Wrongfully Convicted Murderer Develops & Implements Successful Student Volunteer Program

For the past ten weeks, the United Black Family Scholarship Foundation (UBFSF) sought to accomplish something no one would ever think possible. Sitting in a prison cell in Northern California, our founder, Ivan Kilgore, and his team of advisors and board of directors would spend the better part of the last year developing a number of internship programs, including a Finance & Resource Development program, that would eventually be accepted by the University of California, Irvine (UCI) Social Ecology Field Study Department. Working with a proxy, Brandilyn Parks, who supervises the internship program, six amazing and daring students quickly signed up. Instantly, they went to work learning the nuts and bolts of nonprofit development and management and applying for some $300,000 in grant funding.

Brandilyn Parks


Of the many programs the interns worked on to develop and obtain funding for it was the R.E.B.U.I.L.D.: Community Reinvestment Program that they were the most intrigued with. R.E.B.U.I.L.D., an urban action campaign, learns from the lessons of past community revitalization programs and brings that understanding to underserved communities. It seeks to interact with low-income communities with high incarceration rates, poverty, homelessness, and crime by weaving links between civic organizations, existing community groups/institutions, and community members while strengthening social and economic opportunities through mentorship and educational opportunities.


Daniel Gonzalez, a University of California Santa Cruz historian major and Underground Scholar Initiative coordinator, would say of the internship program that it was an, “… introduction to a critical pedagogy grounded in research and data while also incorporating innovative methods of collaborating with the incarcerated.”

Daniel Gonzales


“What I love most about the program,” said Kaelani Reyes, a graduating senior and social ecology major, “is that Ivan was able to take people from all different walks of life and bring them together to support the vision and mission of our organization.”

Kaelani Reyes


UBFSF is a volunteer and student-staffed 501(c)(3) nonprofit operating in Oklahoma, New York, and California. Incorporated in Oklahoma on May 22, 2014, the organization’s mission is to “Rebuild the community from within the community” by uprooting the structures that maintain poverty and racism beginning with the most fundamental human need, quality education. The UBFSF serves communities plagued with high incarceration rates, providing community members the opportunity and resources to skill build while developing economic stability, to avoid the prison pipeline’s harsh grasp.

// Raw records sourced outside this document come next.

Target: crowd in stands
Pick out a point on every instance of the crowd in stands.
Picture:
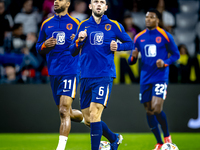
(21, 21)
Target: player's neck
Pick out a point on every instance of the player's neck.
(97, 19)
(151, 28)
(62, 13)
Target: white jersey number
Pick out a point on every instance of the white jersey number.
(159, 89)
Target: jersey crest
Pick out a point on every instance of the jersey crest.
(158, 39)
(150, 50)
(96, 38)
(69, 26)
(108, 27)
(60, 37)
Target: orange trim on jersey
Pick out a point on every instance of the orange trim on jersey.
(132, 58)
(46, 21)
(117, 24)
(106, 100)
(76, 20)
(81, 23)
(77, 43)
(74, 90)
(165, 65)
(43, 46)
(163, 33)
(139, 34)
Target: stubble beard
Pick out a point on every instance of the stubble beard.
(61, 9)
(98, 14)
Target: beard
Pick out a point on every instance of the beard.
(98, 14)
(59, 10)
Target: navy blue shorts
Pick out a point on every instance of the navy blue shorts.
(95, 90)
(63, 85)
(147, 91)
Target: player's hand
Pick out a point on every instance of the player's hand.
(82, 35)
(72, 37)
(135, 53)
(160, 63)
(113, 45)
(51, 42)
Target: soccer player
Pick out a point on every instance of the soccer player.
(54, 40)
(154, 44)
(96, 42)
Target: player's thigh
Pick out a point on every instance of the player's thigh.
(85, 94)
(96, 110)
(145, 95)
(101, 90)
(67, 85)
(159, 94)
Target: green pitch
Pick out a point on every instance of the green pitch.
(132, 141)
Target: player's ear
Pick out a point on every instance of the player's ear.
(90, 6)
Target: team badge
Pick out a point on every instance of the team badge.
(108, 27)
(96, 38)
(60, 37)
(150, 50)
(158, 39)
(69, 26)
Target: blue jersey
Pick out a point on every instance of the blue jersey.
(96, 59)
(59, 59)
(153, 45)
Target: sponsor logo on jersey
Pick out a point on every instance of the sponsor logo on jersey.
(107, 27)
(150, 50)
(96, 38)
(69, 26)
(158, 39)
(99, 98)
(60, 37)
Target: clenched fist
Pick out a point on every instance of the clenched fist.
(113, 46)
(135, 53)
(160, 63)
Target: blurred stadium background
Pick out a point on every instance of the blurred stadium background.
(26, 102)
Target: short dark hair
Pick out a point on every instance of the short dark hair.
(16, 26)
(105, 0)
(158, 14)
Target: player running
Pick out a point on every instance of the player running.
(54, 40)
(96, 41)
(154, 44)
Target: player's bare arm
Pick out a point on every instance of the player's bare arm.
(82, 35)
(113, 45)
(51, 42)
(160, 63)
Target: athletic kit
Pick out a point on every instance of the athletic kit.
(63, 68)
(153, 45)
(96, 59)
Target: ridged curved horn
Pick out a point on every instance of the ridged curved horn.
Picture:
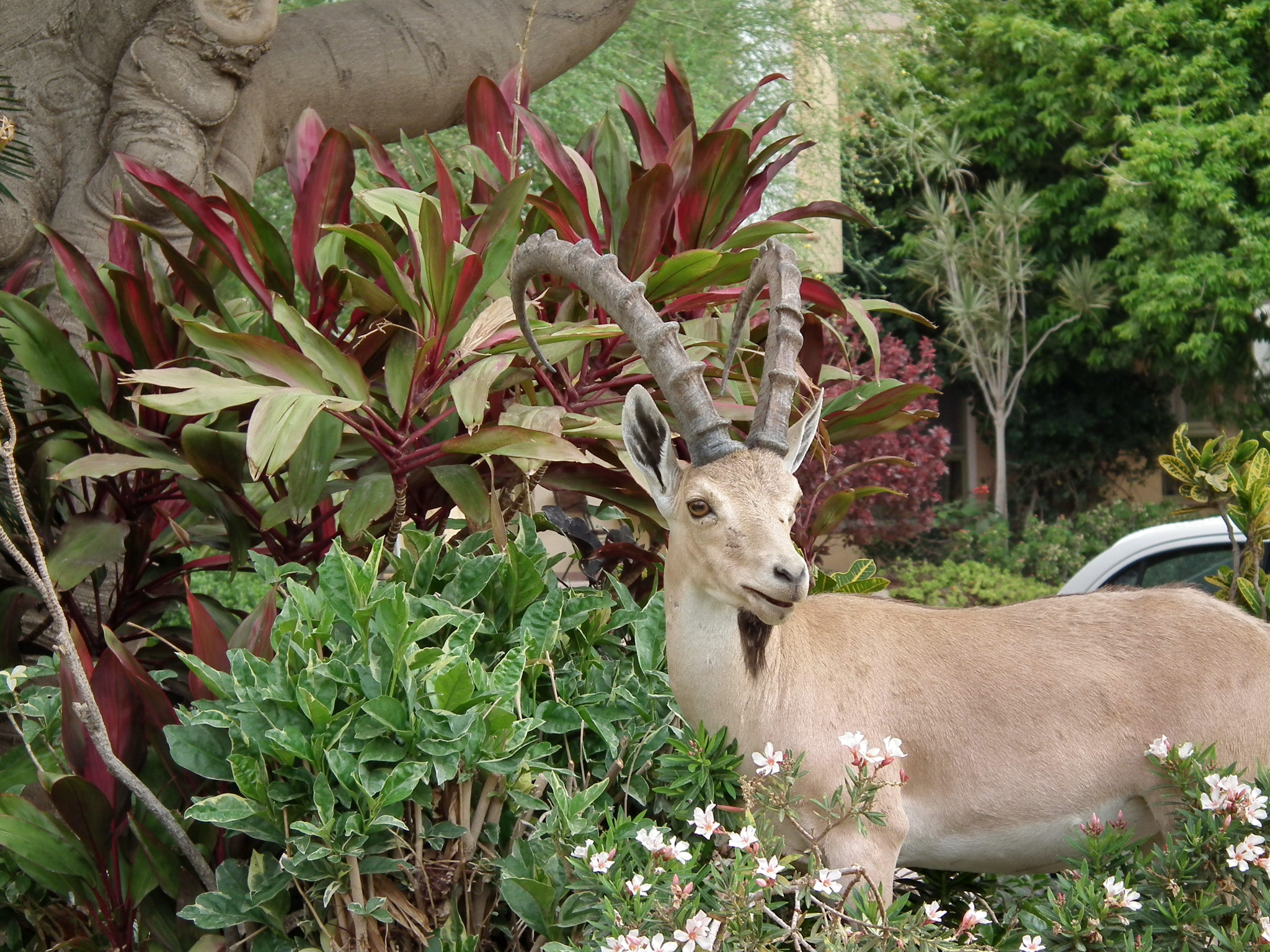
(776, 268)
(657, 340)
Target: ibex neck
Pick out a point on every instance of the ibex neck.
(706, 655)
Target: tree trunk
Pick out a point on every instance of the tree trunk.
(998, 495)
(213, 87)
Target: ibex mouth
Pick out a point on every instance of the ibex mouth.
(769, 598)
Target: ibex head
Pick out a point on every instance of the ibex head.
(732, 508)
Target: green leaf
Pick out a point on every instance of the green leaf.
(87, 544)
(278, 423)
(402, 782)
(45, 352)
(219, 456)
(464, 485)
(202, 749)
(470, 390)
(368, 498)
(310, 465)
(97, 465)
(516, 441)
(262, 355)
(335, 366)
(758, 232)
(681, 272)
(558, 718)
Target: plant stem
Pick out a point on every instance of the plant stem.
(87, 707)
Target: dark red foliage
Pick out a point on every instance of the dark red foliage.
(883, 517)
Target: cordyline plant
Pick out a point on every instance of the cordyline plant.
(246, 394)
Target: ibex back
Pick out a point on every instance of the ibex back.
(1020, 723)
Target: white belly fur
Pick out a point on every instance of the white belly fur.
(1029, 847)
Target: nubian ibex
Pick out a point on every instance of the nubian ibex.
(1019, 723)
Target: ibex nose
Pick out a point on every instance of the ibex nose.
(790, 574)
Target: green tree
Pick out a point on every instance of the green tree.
(1142, 130)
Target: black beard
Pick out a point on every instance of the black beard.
(755, 633)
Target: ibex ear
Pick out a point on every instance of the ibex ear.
(648, 441)
(802, 434)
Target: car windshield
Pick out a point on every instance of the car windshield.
(1180, 566)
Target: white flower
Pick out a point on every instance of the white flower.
(827, 881)
(651, 839)
(1118, 896)
(705, 822)
(1158, 748)
(766, 871)
(972, 918)
(698, 931)
(745, 839)
(677, 850)
(768, 762)
(14, 677)
(602, 862)
(860, 751)
(1245, 853)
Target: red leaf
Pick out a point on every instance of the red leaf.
(714, 187)
(97, 300)
(770, 123)
(652, 144)
(755, 188)
(19, 277)
(556, 216)
(651, 202)
(324, 200)
(384, 164)
(733, 112)
(303, 149)
(451, 216)
(210, 645)
(673, 107)
(197, 215)
(156, 705)
(824, 209)
(489, 123)
(553, 155)
(469, 276)
(253, 632)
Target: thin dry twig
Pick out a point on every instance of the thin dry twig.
(87, 707)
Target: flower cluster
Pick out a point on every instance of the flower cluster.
(1248, 852)
(670, 850)
(1118, 896)
(863, 754)
(1233, 799)
(1160, 748)
(769, 760)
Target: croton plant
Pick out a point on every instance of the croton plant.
(251, 391)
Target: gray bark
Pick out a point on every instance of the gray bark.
(213, 87)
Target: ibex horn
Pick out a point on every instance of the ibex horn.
(776, 268)
(658, 342)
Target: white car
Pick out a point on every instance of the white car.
(1161, 555)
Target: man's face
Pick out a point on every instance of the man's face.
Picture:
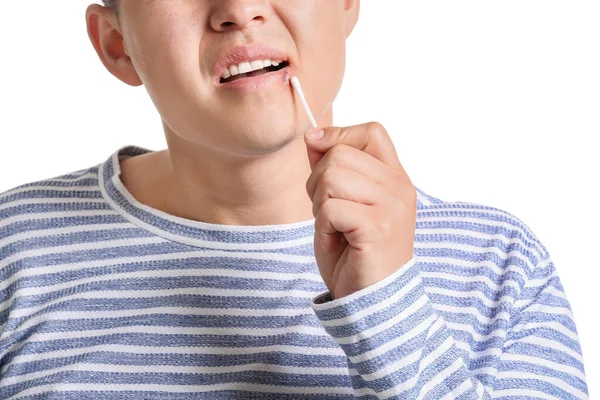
(180, 49)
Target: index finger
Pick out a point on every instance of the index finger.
(370, 137)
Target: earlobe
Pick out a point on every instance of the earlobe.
(104, 33)
(351, 10)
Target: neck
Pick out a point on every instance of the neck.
(200, 184)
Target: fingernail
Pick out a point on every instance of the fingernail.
(315, 134)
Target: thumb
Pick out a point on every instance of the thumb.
(314, 156)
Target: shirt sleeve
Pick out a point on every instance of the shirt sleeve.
(399, 347)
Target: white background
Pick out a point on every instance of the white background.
(496, 103)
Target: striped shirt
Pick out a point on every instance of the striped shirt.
(103, 297)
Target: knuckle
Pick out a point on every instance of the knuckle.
(325, 209)
(336, 153)
(328, 177)
(376, 130)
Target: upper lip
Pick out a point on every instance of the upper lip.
(239, 54)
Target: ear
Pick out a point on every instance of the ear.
(104, 32)
(351, 10)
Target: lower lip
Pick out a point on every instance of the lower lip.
(257, 82)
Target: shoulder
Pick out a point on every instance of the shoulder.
(482, 232)
(36, 205)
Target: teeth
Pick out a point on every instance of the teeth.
(256, 65)
(245, 67)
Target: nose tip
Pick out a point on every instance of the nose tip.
(237, 16)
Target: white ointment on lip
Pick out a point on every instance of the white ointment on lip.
(298, 90)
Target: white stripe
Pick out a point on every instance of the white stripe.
(48, 200)
(476, 266)
(115, 387)
(40, 233)
(395, 343)
(552, 325)
(185, 350)
(539, 377)
(375, 308)
(367, 333)
(64, 315)
(545, 342)
(425, 362)
(469, 248)
(93, 188)
(154, 293)
(177, 369)
(482, 279)
(478, 220)
(471, 295)
(522, 392)
(459, 391)
(474, 312)
(440, 377)
(54, 214)
(567, 369)
(121, 261)
(490, 237)
(165, 273)
(75, 179)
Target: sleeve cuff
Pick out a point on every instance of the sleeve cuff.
(358, 304)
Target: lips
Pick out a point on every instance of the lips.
(242, 61)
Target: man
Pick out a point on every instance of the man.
(249, 261)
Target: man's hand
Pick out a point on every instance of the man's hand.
(365, 207)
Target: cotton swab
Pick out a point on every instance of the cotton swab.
(298, 89)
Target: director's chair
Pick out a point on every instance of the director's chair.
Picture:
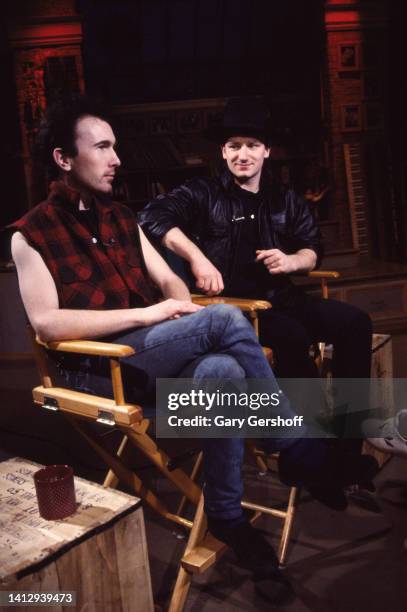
(81, 409)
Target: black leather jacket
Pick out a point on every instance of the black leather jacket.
(207, 210)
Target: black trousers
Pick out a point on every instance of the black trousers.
(290, 328)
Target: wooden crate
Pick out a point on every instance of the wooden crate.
(99, 552)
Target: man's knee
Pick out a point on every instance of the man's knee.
(218, 366)
(227, 317)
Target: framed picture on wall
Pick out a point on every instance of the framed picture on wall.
(162, 124)
(371, 85)
(351, 117)
(348, 57)
(373, 116)
(189, 121)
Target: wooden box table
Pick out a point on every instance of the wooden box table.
(99, 552)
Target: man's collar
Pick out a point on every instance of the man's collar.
(61, 194)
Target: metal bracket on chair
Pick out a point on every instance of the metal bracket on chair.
(50, 403)
(105, 417)
(175, 462)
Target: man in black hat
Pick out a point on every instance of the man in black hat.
(243, 234)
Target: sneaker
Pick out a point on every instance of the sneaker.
(389, 437)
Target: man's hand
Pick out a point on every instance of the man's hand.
(277, 262)
(208, 278)
(169, 309)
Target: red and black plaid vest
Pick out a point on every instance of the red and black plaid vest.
(103, 272)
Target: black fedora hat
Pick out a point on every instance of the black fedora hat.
(243, 116)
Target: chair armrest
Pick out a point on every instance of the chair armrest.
(246, 305)
(324, 274)
(89, 347)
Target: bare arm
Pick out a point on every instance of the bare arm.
(170, 284)
(277, 262)
(40, 298)
(208, 278)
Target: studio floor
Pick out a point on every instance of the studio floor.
(353, 561)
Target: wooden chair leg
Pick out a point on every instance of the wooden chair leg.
(111, 479)
(258, 456)
(184, 578)
(193, 476)
(288, 523)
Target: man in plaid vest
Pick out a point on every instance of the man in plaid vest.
(86, 270)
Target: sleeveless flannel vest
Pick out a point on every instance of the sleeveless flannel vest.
(103, 272)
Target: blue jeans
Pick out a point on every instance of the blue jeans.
(215, 342)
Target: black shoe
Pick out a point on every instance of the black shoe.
(356, 469)
(248, 544)
(330, 496)
(256, 554)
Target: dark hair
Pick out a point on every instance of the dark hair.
(58, 126)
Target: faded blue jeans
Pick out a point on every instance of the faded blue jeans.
(216, 342)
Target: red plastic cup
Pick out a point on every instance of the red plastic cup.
(55, 491)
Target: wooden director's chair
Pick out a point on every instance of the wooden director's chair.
(202, 549)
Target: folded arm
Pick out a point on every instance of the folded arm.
(50, 322)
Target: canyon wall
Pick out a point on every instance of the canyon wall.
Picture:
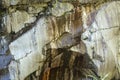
(59, 40)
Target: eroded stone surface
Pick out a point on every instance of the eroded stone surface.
(102, 39)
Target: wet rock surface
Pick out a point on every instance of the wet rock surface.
(59, 40)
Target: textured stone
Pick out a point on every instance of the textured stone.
(28, 53)
(17, 20)
(60, 9)
(101, 39)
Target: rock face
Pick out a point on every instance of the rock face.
(103, 38)
(59, 40)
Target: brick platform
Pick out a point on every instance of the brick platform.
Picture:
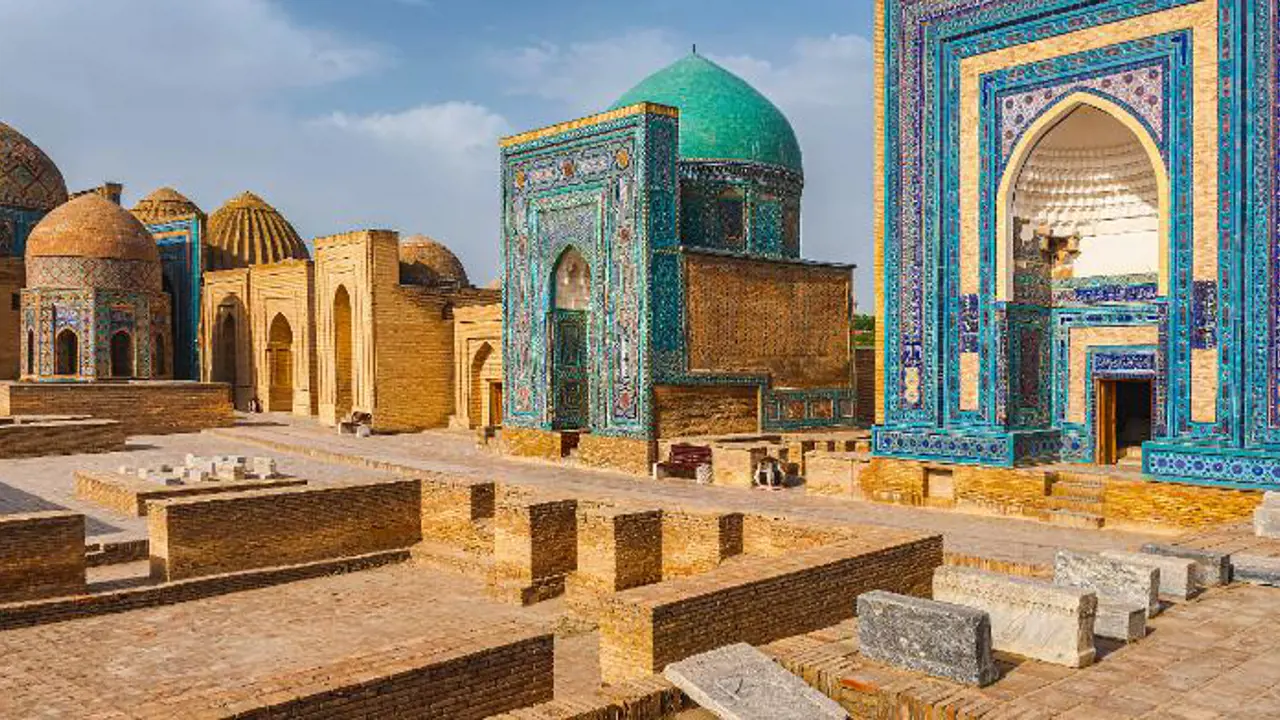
(142, 408)
(129, 496)
(209, 536)
(35, 436)
(41, 555)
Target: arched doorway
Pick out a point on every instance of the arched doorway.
(1084, 200)
(225, 351)
(571, 296)
(67, 352)
(279, 361)
(159, 359)
(122, 355)
(342, 354)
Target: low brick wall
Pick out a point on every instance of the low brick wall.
(758, 600)
(218, 534)
(41, 555)
(59, 436)
(129, 496)
(451, 509)
(142, 408)
(629, 455)
(467, 675)
(696, 542)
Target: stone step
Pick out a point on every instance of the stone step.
(1074, 519)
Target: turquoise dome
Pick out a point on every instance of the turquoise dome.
(721, 115)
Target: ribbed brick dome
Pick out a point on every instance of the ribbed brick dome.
(246, 231)
(28, 178)
(163, 206)
(91, 226)
(430, 263)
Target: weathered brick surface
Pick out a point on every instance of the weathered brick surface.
(129, 496)
(142, 408)
(704, 410)
(630, 455)
(758, 600)
(218, 534)
(696, 542)
(534, 546)
(31, 437)
(452, 510)
(41, 555)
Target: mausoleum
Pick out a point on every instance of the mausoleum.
(1077, 238)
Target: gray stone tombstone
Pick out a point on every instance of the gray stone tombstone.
(942, 639)
(739, 682)
(1115, 582)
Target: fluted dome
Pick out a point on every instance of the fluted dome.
(163, 206)
(721, 115)
(91, 226)
(430, 263)
(28, 178)
(246, 231)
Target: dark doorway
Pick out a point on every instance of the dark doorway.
(122, 355)
(1124, 420)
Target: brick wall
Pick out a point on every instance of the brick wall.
(142, 408)
(60, 437)
(629, 455)
(757, 601)
(268, 528)
(12, 281)
(467, 675)
(696, 542)
(41, 555)
(791, 320)
(704, 410)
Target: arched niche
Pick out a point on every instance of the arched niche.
(1088, 183)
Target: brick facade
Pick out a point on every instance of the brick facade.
(216, 534)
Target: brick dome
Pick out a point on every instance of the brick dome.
(164, 205)
(91, 226)
(246, 231)
(430, 263)
(28, 178)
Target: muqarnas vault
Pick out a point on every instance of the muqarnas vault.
(1075, 235)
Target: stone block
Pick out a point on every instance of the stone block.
(739, 682)
(1176, 574)
(1266, 520)
(1215, 568)
(1028, 618)
(942, 639)
(1256, 569)
(1115, 582)
(1119, 621)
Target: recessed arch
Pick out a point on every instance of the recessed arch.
(1027, 145)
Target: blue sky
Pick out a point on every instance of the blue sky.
(385, 113)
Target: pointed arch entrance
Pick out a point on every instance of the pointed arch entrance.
(1087, 181)
(571, 299)
(279, 361)
(343, 354)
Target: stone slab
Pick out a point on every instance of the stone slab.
(1115, 582)
(737, 682)
(1028, 618)
(1266, 520)
(1215, 568)
(1256, 569)
(942, 639)
(1119, 621)
(1178, 575)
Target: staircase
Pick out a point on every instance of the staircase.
(1075, 500)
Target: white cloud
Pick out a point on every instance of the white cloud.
(451, 128)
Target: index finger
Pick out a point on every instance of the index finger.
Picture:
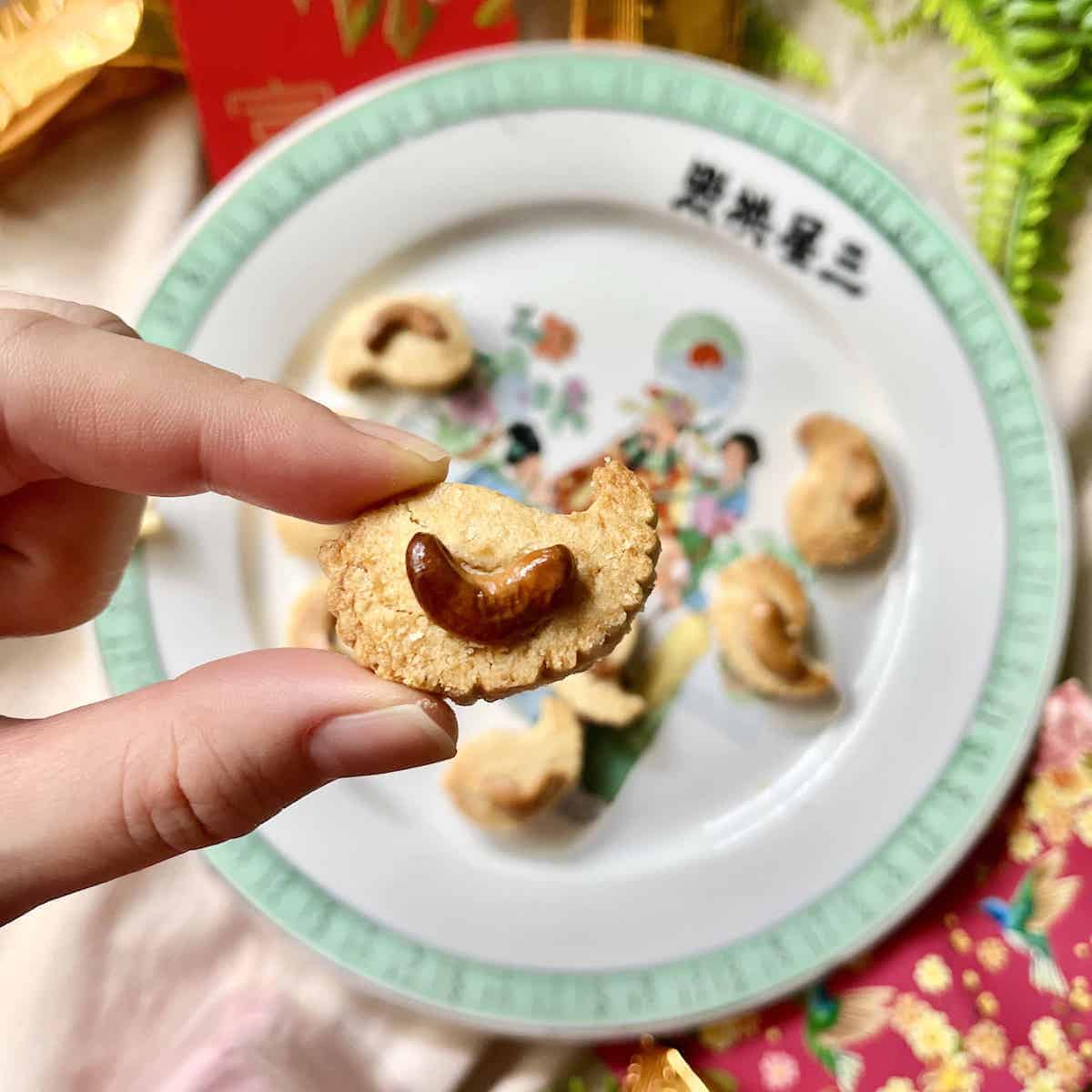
(93, 405)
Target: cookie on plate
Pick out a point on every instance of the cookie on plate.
(465, 593)
(418, 343)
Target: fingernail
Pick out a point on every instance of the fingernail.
(383, 740)
(407, 440)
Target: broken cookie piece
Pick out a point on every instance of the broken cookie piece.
(760, 614)
(840, 511)
(303, 539)
(600, 699)
(500, 609)
(501, 779)
(414, 342)
(612, 665)
(310, 622)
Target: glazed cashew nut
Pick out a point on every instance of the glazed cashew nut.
(398, 317)
(840, 511)
(760, 612)
(412, 342)
(500, 779)
(490, 607)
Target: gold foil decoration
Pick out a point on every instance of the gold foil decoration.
(707, 27)
(49, 49)
(157, 43)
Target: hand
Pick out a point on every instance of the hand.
(91, 420)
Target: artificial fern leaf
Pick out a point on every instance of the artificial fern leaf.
(771, 48)
(864, 11)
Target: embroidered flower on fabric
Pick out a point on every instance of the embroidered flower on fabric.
(779, 1070)
(1024, 845)
(1047, 1036)
(932, 975)
(933, 1037)
(956, 1075)
(987, 1043)
(1024, 1065)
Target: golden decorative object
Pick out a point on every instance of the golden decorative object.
(49, 50)
(713, 28)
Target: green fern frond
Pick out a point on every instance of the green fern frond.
(864, 11)
(1057, 189)
(1026, 85)
(773, 49)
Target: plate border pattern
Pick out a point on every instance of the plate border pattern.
(945, 822)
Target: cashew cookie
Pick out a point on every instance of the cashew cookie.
(500, 779)
(463, 592)
(840, 509)
(760, 612)
(415, 342)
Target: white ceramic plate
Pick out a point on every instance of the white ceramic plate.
(665, 254)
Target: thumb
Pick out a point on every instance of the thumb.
(121, 784)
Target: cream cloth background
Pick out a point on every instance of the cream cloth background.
(167, 981)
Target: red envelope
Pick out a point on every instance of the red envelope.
(257, 66)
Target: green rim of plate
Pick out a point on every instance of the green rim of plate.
(1036, 599)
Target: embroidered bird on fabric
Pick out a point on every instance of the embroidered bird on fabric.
(1041, 898)
(835, 1022)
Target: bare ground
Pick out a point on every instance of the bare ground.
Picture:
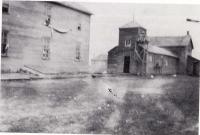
(136, 106)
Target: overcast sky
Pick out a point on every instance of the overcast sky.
(159, 20)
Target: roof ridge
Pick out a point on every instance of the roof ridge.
(132, 24)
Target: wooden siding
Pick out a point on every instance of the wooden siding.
(25, 23)
(168, 64)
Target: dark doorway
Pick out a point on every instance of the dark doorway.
(126, 64)
(195, 69)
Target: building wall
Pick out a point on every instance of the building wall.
(116, 61)
(193, 67)
(130, 34)
(25, 23)
(182, 53)
(168, 64)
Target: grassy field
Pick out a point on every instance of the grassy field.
(135, 105)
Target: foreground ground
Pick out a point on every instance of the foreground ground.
(116, 105)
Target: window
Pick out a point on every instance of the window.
(150, 58)
(48, 14)
(166, 62)
(4, 43)
(46, 48)
(78, 53)
(127, 43)
(5, 8)
(79, 27)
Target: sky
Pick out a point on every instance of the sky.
(158, 19)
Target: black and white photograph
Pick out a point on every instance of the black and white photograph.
(110, 68)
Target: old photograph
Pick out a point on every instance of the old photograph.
(100, 68)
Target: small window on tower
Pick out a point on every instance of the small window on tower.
(5, 8)
(127, 43)
(78, 53)
(79, 27)
(150, 58)
(4, 43)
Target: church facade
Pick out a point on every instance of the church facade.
(139, 54)
(48, 37)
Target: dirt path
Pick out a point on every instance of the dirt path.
(102, 105)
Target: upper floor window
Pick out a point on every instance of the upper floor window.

“We are making beauty out of ashes and by that I mean we are taking something that has been labeled as broken… and getting people to see the beauty in it… by [placing] the power back into the community,” said Damilola Osinfolarin, a graduating senior at UCI double majoring in Political Science and Criminology, Law, and Society.

Damilola Osinfolarin


Even more, the students got an unfiltered view into the nation’s prison and criminal justice system via the many lectures, books and articles written by Ivan. Sophia Pintor would say of the experience that working with people like Ivan and the incarcerated “is a great start because they literally know the broken system inside-out; they have lived it and know what needs to be done and what needs to be fixed….”

Sophia Pintor

Indeed, it is a story of inspiration. Ivan who maintains he was wrongfully convicted of murder was sentenced to life without the possibility of parole and has spent the past 21 years in prison fighting for his freedom. Through sure determination and the support of family and friends he has been able to withstand many of the dehabilitative effects of prison and maintain his commitment to community development through the establishment of the UBFSF. “I find it truly amazing that someone can commit to the betterment of society, when that society itself does not even want them in it,” said intern Tatiana Cannon.

Tatiana Cannon


Defying stereotypes was the biggest takeaway for Juan Contreras a Criminology, Law and Society major. Controlling the narrative as to who the incarcerated are and their potential is a critical to defining how society perceives and interacts with the incarcerated and how they themselves see themselves. They are not the worse decision of their lives.

Juan Contreras

Through the organization’s budding partnerships with Langston University, CUNY, UCI, and the University of California Berkeley Underground Scholars Initiative, which is a student club of formerly incarcerated, it aims to develop community pride and youth engagement to work collectively to redevelop community infrastructure and pride throughout its R.E.B.U.I.L.D.